Multiple Objectives Dynamics Optimization of SA349/2 Rotor Blades for Aeroelastic Stability
WANG Hong –zhou1; SUN Zhuang2; LIU Yong1;ZHANG Cheng-lin1
(1 National Key Laboratory of Rotorcraft Aeromechanics, Nanjing University of Aeronautics and Astronautics, Nanjing 210016, China; 2 People’s Liberation Army 122 Military Representative Office Plant, Harbin, 150066, China )

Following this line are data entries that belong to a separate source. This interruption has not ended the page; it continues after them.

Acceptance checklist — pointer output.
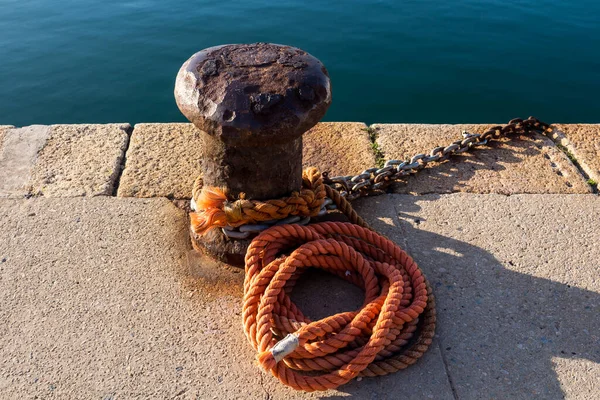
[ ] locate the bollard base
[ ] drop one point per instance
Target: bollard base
(215, 244)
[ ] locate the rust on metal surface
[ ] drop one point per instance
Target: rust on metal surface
(252, 103)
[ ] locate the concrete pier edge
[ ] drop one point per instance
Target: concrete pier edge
(100, 296)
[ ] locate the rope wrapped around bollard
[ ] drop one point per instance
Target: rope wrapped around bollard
(391, 331)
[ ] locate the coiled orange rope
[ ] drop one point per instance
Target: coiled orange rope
(391, 331)
(215, 210)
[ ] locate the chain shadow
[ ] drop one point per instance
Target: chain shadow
(500, 330)
(457, 172)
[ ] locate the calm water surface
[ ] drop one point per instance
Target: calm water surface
(74, 61)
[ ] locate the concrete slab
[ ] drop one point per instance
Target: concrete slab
(517, 287)
(18, 155)
(100, 298)
(583, 141)
(62, 160)
(342, 148)
(3, 129)
(519, 165)
(163, 160)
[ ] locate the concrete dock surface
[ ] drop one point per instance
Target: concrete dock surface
(102, 297)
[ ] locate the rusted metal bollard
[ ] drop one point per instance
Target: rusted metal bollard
(252, 102)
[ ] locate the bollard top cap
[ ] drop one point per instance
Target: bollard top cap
(252, 93)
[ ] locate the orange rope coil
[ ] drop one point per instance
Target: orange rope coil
(391, 331)
(215, 210)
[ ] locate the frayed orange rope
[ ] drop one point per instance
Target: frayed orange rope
(216, 211)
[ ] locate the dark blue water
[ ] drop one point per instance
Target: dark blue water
(73, 61)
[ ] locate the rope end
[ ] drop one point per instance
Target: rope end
(269, 359)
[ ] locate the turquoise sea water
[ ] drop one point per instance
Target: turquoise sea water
(75, 61)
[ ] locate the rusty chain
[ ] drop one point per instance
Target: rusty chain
(374, 181)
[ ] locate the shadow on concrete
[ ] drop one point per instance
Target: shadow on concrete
(457, 173)
(500, 331)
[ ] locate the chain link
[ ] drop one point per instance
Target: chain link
(374, 181)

Abstract: The aeroelastic and dynamic analysis model of rotor blade was built based on the finite element approach (FEM). Multiple objectives optimization of a rotor blade was investigated to reduce the blade mass and the stress at blade root. Constraints on frequency placement, autorotational inertia, and aeroelastic stability of the blade were concerned. The sensitivity analysis of the objectives and constraints was conducted with the computation method based on chain rule. The optimization was carroed out satisfactorily by using the response surface model and simulated annealing algorithm. Taking the SA349-2 rotor blade as an optinization exaple, it is shown that the optimum solution results in a 1.05 times increase of autorotational inertia, a 6.0%~7.2% reduction of total mass of the rotor blade and a reduction in the peak-to-peak blade stress of 5.9%~7.1%,satisfying the constraint conditions of blade rotating frequencies , autorotational inertia ,aeroelastic stability and so on.